It ought to be a rather easy riddle: what is Marc’s favorite book? The slyboots answers:  Célébration de l’oeil.

Especially if he pokes around a bit in Marc’s office, where two copies of this little square book bound in sea-green fabric, in the well-known series brought out by Robert Morel in the 60s, are still sitting on the bookshelf, just behind his big desk.
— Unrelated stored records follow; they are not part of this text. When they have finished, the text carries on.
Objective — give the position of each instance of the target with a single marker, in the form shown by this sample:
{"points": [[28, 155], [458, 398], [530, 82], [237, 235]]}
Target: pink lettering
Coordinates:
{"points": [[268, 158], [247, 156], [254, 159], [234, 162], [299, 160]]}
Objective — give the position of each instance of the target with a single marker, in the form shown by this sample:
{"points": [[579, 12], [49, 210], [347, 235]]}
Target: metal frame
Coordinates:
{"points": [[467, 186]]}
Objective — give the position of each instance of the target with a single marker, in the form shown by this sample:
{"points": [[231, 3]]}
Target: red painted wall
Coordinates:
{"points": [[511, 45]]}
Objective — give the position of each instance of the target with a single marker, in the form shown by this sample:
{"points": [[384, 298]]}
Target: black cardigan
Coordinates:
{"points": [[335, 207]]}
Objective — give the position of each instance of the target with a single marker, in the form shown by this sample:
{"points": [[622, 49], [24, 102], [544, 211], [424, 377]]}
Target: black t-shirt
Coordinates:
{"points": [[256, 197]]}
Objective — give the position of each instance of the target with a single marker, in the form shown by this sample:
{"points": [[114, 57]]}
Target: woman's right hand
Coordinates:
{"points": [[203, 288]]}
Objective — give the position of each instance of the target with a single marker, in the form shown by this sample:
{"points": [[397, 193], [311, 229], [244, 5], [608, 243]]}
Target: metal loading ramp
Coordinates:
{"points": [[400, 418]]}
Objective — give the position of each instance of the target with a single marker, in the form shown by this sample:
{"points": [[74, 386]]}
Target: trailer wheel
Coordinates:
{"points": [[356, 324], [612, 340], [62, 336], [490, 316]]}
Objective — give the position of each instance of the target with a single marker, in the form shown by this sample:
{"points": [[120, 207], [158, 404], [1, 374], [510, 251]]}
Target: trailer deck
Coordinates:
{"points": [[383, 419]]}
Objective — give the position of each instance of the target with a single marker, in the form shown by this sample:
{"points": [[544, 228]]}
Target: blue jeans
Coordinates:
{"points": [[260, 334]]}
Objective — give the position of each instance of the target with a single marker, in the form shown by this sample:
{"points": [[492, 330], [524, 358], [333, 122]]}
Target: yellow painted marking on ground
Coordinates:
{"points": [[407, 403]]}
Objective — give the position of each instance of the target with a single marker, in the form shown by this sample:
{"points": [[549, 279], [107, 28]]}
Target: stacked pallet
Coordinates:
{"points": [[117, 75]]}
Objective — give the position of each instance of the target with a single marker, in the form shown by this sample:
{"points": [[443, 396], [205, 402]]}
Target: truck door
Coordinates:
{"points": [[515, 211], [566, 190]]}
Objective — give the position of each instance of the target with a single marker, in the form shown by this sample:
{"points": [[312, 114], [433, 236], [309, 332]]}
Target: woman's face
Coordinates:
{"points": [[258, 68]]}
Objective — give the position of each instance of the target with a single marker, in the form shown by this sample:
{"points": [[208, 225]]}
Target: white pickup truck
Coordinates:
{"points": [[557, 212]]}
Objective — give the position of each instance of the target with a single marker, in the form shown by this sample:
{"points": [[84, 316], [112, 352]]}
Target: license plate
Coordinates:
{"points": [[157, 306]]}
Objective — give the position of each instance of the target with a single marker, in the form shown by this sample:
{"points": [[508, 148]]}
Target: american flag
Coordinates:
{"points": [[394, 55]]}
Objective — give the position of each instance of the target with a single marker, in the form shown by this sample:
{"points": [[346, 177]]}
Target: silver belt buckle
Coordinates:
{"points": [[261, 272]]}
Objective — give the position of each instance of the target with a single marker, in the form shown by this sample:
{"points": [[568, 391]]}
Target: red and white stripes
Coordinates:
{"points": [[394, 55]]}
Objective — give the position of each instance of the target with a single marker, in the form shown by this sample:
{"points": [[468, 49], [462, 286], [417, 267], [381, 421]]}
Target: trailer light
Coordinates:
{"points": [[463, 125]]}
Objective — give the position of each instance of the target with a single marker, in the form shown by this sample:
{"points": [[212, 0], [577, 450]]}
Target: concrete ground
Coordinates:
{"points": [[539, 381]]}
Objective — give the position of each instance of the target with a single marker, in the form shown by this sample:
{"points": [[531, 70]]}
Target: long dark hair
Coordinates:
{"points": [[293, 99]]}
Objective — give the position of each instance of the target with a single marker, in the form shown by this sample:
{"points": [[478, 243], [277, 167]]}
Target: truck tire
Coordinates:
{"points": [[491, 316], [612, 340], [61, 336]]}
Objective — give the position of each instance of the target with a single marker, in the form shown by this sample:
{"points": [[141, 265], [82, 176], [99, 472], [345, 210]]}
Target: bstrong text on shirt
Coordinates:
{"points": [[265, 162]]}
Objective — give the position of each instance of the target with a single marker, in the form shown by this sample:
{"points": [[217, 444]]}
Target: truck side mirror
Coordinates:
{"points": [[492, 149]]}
Marc discovered the book by the ophthalmologist Claude Durix more than twenty years ago, and he identified right away with the thirteenth century Italian eye doctor Pietro Spanno, elected pope in 1276 taking the name John XXI and who wrote:

THE EYE

IS A NOBLE

ROUND

RADIANT

ORGAN

SEEING IS THE PARADISE OF THE SOUL

 

This declaration sums up for Marc everything that he calls his pleasures of the eye, which have always been at the center of his life, and he enjoys the formulas of this eye doctor, in particular that of « aqua mirabilis », made up of  pumpkin seeds, fennel roots, rue, verbena, centaury, maidenhair, and virgin’s urine… This potion proved very useful, two hundred years after Pietro Spanno’s death, when it was used to treat the eyes of somebody named Buonarotti who had been hired by the Vatican to repaint a ceiling.
Stricken by a serious disease of the eyes, he was feared at risk of losing his sight but was cured when aqua mirabilis was applied. The ceiling he painted was that of the Sistine Chapel; he is known to posterity by his surname, Michelangelo. The potion has disappeared but the joy of seeing never shall.